Experian is proud to be an Equal Opportunity and Affirmative Action employer. Innovation is an important part of Experian's DNA and practices, and our diverse workforce drives our success.
Data Scientist – Data & Analytics Products in Glasgow employer: Experian
Experian is an exceptional employer, offering a dynamic work culture that prioritises employee well-being and professional growth. With a strong focus on diversity, equity, and inclusion, employees enjoy a hybrid working model, competitive compensation, and a comprehensive benefits package, including generous annual leave and opportunities for volunteering. As a leader in data and technology, Experian empowers its team to innovate and excel in their roles, making it a rewarding place to build a meaningful career in Glasgow.
StudySmarter Expert Advice🤫
We think this is how you could land Data Scientist – Data & Analytics Products in Glasgow
✨Tip Number 1
Network like a pro! Reach out to people in the industry, attend meetups, and connect with current Experian employees on LinkedIn. A friendly chat can sometimes lead to job opportunities that aren't even advertised!
✨Tip Number 2
Show off your skills! Create a portfolio showcasing your data science projects, especially those involving predictive modelling or machine learning. This will give you an edge and demonstrate your hands-on experience.
✨Tip Number 3
Prepare for interviews by brushing up on your technical skills and understanding of the insurance domain. Be ready to discuss how you've tackled real-world data challenges and how you can contribute to Experian's innovative projects.
✨Tip Number 4
Don't forget to apply through our website!
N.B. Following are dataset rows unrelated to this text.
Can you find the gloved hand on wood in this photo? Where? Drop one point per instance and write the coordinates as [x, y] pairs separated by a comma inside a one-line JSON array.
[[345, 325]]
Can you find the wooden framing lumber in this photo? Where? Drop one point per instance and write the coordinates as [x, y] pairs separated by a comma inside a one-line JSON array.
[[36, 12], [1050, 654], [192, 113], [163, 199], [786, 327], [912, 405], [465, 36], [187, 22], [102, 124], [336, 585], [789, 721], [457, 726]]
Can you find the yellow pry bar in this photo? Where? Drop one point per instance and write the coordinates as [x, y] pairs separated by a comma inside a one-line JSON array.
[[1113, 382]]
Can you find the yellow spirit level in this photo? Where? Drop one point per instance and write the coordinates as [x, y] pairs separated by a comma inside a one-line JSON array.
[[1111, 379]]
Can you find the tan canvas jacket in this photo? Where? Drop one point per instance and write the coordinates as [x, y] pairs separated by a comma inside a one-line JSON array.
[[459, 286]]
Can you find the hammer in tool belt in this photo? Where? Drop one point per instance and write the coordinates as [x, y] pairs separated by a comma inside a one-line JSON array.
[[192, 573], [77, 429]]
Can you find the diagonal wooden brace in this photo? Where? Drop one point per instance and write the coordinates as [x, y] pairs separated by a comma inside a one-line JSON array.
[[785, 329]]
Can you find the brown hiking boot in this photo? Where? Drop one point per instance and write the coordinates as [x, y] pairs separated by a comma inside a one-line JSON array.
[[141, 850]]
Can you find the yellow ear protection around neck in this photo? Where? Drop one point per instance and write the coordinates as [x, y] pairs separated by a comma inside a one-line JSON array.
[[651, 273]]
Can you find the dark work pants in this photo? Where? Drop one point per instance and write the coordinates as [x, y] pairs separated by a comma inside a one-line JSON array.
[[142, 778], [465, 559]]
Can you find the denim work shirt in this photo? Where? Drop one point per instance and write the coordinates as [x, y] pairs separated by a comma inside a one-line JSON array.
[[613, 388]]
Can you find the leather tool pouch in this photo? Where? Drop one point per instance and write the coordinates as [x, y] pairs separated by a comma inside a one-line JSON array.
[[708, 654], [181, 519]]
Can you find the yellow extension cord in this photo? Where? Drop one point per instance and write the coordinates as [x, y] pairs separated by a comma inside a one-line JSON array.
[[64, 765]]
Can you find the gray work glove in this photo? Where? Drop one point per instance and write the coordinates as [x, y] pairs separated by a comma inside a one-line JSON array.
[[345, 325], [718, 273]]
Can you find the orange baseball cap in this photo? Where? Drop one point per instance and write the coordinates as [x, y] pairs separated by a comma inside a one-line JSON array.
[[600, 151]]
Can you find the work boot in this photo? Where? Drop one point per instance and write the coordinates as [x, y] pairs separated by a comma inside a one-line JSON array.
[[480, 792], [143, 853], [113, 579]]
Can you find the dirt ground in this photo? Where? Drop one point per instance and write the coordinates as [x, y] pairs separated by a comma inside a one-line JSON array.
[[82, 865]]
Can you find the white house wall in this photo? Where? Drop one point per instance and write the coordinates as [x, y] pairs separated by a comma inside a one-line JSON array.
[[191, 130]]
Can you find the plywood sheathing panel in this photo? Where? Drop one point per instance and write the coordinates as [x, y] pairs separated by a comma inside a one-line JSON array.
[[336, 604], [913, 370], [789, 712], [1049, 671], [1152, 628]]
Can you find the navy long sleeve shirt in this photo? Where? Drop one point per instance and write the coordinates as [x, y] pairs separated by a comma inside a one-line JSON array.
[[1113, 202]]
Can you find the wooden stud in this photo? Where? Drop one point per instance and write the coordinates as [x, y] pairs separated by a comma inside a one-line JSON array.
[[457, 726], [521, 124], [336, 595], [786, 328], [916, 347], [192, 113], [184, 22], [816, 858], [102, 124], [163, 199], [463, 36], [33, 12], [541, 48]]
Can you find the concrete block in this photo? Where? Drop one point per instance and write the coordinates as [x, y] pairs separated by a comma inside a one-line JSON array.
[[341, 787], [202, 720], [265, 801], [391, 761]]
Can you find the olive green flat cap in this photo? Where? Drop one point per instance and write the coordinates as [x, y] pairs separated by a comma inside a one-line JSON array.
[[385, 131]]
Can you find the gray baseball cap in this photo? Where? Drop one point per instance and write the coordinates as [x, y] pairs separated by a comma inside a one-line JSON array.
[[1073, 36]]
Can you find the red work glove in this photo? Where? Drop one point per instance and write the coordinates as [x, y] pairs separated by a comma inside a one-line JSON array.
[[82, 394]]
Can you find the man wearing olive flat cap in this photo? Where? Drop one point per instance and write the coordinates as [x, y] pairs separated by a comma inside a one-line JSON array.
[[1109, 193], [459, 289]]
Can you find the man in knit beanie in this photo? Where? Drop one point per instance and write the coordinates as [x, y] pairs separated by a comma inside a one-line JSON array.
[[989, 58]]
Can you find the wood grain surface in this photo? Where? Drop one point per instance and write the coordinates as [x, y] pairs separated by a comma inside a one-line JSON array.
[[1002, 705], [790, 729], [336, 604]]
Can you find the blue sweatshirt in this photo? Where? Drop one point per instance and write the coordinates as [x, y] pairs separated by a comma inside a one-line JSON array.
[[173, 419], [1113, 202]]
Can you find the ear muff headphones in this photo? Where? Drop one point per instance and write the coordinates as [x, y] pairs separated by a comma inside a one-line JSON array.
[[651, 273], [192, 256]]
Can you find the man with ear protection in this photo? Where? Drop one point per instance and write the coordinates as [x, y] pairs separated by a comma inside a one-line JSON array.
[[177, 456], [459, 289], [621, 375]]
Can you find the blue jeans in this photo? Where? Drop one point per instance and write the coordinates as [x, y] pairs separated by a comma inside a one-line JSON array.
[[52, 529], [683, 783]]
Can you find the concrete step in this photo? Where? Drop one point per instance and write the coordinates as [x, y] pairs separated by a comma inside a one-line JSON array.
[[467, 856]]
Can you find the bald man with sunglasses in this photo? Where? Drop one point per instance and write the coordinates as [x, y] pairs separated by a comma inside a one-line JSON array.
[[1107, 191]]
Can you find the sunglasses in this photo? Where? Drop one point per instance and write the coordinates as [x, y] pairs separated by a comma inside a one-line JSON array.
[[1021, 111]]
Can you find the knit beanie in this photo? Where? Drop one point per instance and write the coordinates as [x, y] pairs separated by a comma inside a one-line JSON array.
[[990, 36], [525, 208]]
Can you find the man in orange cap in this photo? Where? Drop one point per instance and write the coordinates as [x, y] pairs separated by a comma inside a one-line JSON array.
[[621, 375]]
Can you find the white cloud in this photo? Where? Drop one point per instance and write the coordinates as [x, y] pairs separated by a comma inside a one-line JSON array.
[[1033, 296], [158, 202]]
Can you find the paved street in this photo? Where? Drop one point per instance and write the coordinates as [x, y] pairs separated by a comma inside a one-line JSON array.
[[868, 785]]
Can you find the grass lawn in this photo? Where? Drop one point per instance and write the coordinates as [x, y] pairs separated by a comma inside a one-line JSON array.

It’s the best way to ensure your application gets noticed. Plus, it shows you're genuinely interested in joining the Experian team and contributing to our mission.
We think you need these skills to ace Data Scientist – Data & Analytics Products in Glasgow
Some tips for your application 🫡
Tailor Your Application:Make sure to customise your CV and cover letter for the Data Scientist role. Highlight your experience with R or Python, and any relevant projects that showcase your skills in data analysis and modelling. We want to see how you can bring value to our team!
Showcase Your Skills:Don’t just list your skills; demonstrate them! Include specific examples of how you've used statistical modelling, feature engineering, or machine learning techniques in past roles. This helps us understand your practical experience and how it aligns with what we do.
Be Clear and Concise:When writing your application, keep it clear and to the point. Use bullet points where possible to make it easy for us to read. We appreciate a well-structured application that gets straight to the heart of your qualifications and experiences.
Apply Through Our Website:We encourage you to apply directly through our website. It’s the best way to ensure your application gets to the right people. Plus, you’ll find all the details about the role and our company culture there!
How to prepare for a job interview at Experian
✨Know Your Data Tools
Make sure you're well-versed in R or Python, as these are crucial for the role. Brush up on your SQL skills too, since you'll be working with large datasets and relational databases. Being able to demonstrate your proficiency in these tools will show that you're ready to hit the ground running.
✨Understand the Business Context
Familiarise yourself with the insurance industry and how data science plays a role in risk assessment and pricing decisions. This knowledge will help you articulate how your skills can directly contribute to Experian's goals, making you a more attractive candidate.
✨Prepare for Technical Questions
Expect questions about statistical modelling, feature engineering, and machine learning techniques. Be ready to discuss your past projects and how you've applied these concepts in real-world scenarios. Practising common technical interview questions can give you the confidence you need.
✨Showcase Your Problem-Solving Skills
During the interview, highlight your analytical mindset and ability to improve data quality and performance. Share examples of how you've identified issues in data pipelines or enhanced predictive models. This will demonstrate your proactive approach and commitment to excellence.